As mobile payments play an increasing part in consumers’ lives, both restaurants and retailers alike are finding themselves in a situation where they must make decisions about whether they will adapt to this change or be left behind.
So how exactly are they doing now?
The restaurant industry is certainly rising to the occasion of mobile payments, especially in the quickservice sector, according to Laurence Cooke, co-founder and CEO of loyalty and payment platform nanoPay. Cooke said while the industry as a whole is taking mobile payments in stride, there are some stand-out brands that are blazing the trail for the rest of the industry.
“Driven by consumer convenience and streamlining payments, Starbucks is the gold standard and continues to show leadership and innovation,” he said.
The coffee giant’s adoption of mobile payments is significant because the company has created a simple solution for customers that integrates payments and loyalty, and consumers have responded well to Starbucks’ mobile payment and loyalty application, according to Cooke. And other major players in the restaurant industry have used Starbucks as a guide to establish their own mobile payments strategy, he said. Dunkin’ Donuts, for example, has also developed a mobile app that gives customers the ability to pay and earn loyalty rewards.
The introduction of Apple Pay, Samsung Pay, Android Pay and other mobile wallets have brought mobile payment capabilities to other quickservice establishments, Cooke said, but loyalty is largely missing from those experiences. Establishments have not yet found a way to integrate mobile wallet services with loyalty programs, which is something customers are interested in.
When it comes to the food retail industry, Cooke said that retailers do lag behind restaurants when it comes to mobile payments. But not for long.
As food retailers continue to update their point-of-sale systems to accept chip-based card payments, they are taking the opportunity to include the ability to accept contactless forms of payment, according to Cooke.
“Mobile payment will be welcomed by food retailers who are looking to streamline checkout and measure time in lane to the second,” he said.
Of course, not every food and beverage business falls neatly into the restaurant or retail category when it comes to mobile payments. Food trucks, for example, are a segment of the business that faces its own set of challenges with mobile payment adoption.
This is what Daniel Nelson found when he founded Food on a Truck, which provides point of sale solutions for food trucks. According to Nelson, he realized that food truck operators face unique challenges in many areas of operation, and while some companies were focused on helping them overcome challenges like making them easier for consumers to locate, there wasn’t a whole lot out there to help food truck owners with challenges associated with payments.

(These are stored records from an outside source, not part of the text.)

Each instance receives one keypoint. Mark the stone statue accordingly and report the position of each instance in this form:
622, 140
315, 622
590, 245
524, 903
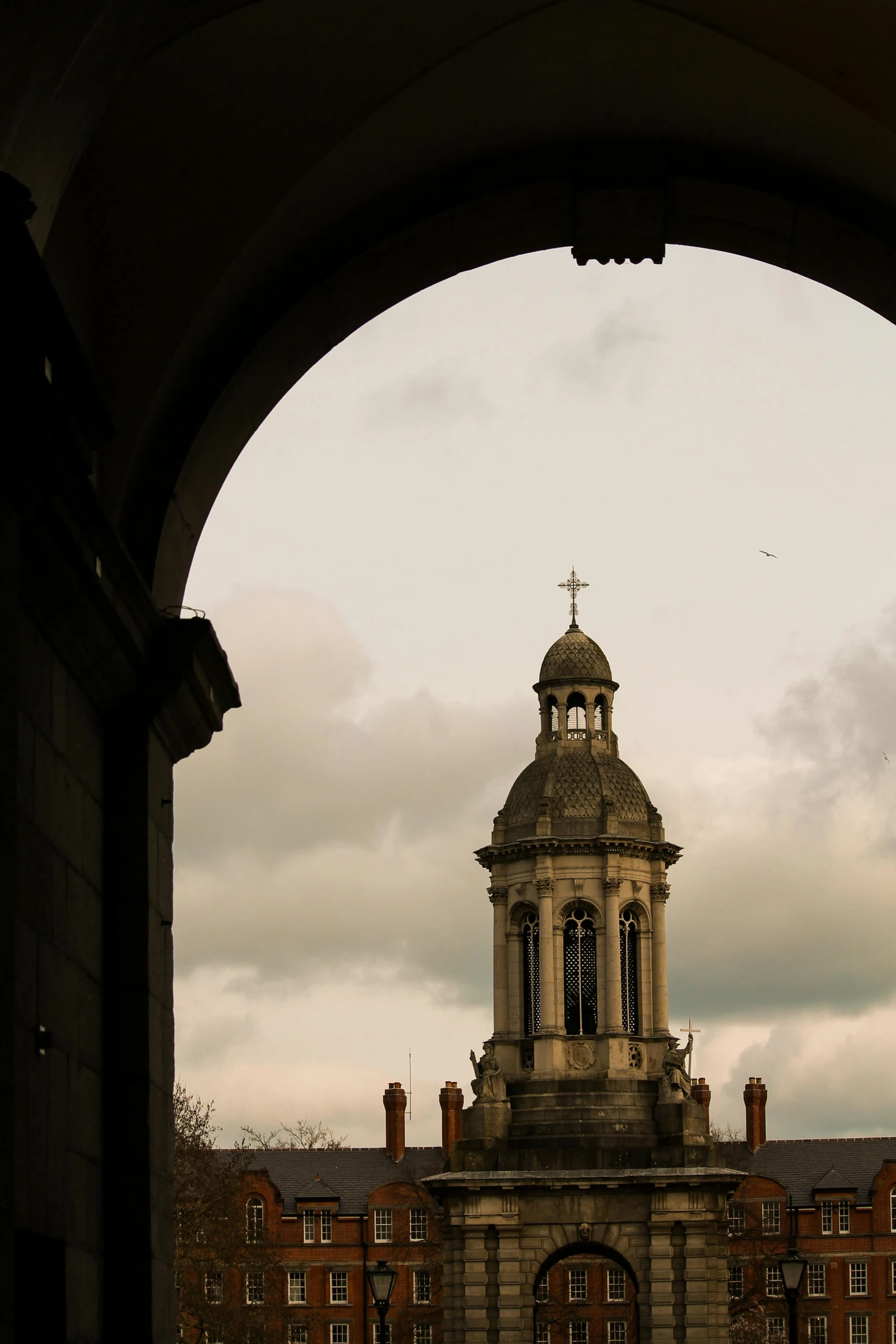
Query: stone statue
676, 1074
488, 1084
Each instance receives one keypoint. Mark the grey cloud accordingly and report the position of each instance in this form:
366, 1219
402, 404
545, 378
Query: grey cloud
789, 902
440, 394
589, 362
317, 835
817, 1072
301, 766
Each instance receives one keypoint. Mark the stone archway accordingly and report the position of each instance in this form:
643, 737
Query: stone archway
224, 191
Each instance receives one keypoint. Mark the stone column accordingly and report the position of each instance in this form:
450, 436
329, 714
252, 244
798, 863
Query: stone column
659, 897
476, 1324
613, 971
509, 1287
497, 896
546, 955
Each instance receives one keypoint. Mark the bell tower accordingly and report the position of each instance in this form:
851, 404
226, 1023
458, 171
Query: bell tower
583, 1147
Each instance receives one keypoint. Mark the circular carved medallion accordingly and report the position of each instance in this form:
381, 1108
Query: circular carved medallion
581, 1055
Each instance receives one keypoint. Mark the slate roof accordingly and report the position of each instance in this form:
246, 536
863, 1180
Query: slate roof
804, 1166
348, 1174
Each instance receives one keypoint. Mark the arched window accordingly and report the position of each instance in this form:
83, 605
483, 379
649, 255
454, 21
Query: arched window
581, 973
577, 721
531, 979
254, 1218
629, 967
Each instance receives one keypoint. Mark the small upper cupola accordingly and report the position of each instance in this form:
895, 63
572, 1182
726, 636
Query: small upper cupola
575, 686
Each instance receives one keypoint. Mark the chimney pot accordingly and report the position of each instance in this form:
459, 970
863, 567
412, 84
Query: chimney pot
755, 1097
702, 1095
395, 1104
452, 1104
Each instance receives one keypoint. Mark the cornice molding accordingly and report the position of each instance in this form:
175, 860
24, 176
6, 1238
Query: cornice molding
578, 847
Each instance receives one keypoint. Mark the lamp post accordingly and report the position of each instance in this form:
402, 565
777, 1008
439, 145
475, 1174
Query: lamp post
791, 1273
382, 1279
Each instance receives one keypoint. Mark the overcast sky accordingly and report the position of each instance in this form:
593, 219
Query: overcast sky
382, 567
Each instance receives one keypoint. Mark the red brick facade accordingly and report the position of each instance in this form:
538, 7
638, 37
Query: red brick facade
835, 1200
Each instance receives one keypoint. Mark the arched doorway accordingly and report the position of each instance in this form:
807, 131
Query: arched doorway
586, 1293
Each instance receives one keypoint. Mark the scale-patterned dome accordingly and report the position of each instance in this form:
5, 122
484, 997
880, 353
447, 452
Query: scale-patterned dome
575, 784
575, 658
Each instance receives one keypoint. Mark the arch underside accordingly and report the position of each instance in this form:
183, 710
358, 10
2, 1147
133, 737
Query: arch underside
497, 210
249, 185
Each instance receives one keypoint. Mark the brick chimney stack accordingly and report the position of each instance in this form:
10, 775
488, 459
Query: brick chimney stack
700, 1093
755, 1104
452, 1104
395, 1103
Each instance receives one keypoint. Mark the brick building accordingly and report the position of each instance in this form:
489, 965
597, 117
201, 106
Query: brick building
835, 1199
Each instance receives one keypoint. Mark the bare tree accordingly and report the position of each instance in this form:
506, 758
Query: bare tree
302, 1135
230, 1284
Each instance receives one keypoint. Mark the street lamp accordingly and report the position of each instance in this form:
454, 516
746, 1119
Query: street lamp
382, 1280
791, 1273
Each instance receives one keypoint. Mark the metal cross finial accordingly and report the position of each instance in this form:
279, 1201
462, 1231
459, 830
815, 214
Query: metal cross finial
574, 586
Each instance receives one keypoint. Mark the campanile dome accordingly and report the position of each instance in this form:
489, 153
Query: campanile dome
575, 656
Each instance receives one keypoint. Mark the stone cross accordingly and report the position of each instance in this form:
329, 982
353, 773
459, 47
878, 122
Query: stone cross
574, 586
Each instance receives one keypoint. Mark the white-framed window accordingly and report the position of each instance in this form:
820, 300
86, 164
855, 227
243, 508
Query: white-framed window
816, 1280
858, 1330
254, 1218
616, 1285
578, 1285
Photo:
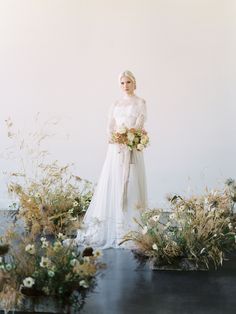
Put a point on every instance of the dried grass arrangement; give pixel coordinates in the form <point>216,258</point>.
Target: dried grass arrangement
<point>33,269</point>
<point>49,197</point>
<point>195,235</point>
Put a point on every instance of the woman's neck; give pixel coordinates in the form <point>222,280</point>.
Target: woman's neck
<point>127,96</point>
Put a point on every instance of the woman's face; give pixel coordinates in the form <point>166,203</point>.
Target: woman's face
<point>127,85</point>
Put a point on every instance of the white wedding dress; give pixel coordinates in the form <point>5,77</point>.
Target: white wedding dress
<point>120,194</point>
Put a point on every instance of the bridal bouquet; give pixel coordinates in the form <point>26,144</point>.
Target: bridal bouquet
<point>132,138</point>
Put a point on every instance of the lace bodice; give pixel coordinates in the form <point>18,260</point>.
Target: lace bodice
<point>129,111</point>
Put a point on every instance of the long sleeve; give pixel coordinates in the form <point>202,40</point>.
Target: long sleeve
<point>111,120</point>
<point>142,117</point>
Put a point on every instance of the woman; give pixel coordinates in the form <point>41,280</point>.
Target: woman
<point>121,190</point>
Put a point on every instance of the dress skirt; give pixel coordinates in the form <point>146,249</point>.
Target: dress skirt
<point>119,197</point>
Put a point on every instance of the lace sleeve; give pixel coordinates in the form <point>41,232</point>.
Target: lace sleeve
<point>111,121</point>
<point>142,117</point>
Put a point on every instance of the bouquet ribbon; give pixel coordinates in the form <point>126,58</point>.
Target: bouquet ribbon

“What I found was they had some challenges especially around being a mobile business that weren’t being met by existing products on the market,” he said.
Right now, Nelson said the vast majority of food trucks use payments processing company Square for their mobile transactions. And while the company does a great job of providing a product that has a low barrier to setup and is easy to use, its technology doesn’t necessarily meet the specific needs of business in the food truck industry as it continues to grow.
“They’re going to need tools that are above and beyond the one-size-fits-all mobile point of sale,” Nelson said.
Part of that comes from the importance of image in the food truck industry, he said, and part of maintaining that image is using the latest payment technology, which means chip-based card readers and contactless payments.
And while most consumers aren’t really looking to make payments at food establishments via mobile contactless technologies just yet, that is shifting slowly but surely, Cooke and Nelson said.
Cooke cited an Accenture survey that found only about 18% of North American consumers use mobile payment methods on a regular basis, but 52% of them are “extremely aware” of mobile payments, which is an increase of 9% over last year. And the consumers that are adopting mobile payment methods are participating in them mostly at quickservice and food retail establishments, he said.
“The trend is clearly there. It is moving. People are getting more comfortable with it,” Nelson said of the shift toward mobile payments in the food and beverage industry. “And it’s going to continue to grow and grow and grow.”
And at the end of the day, the shift is about convenience, both for industry members and consumers, according to Nelson.
“Both businesses and consumers gravitate toward convenience,” he said. “I think in five years it’s going to be super commonplace.”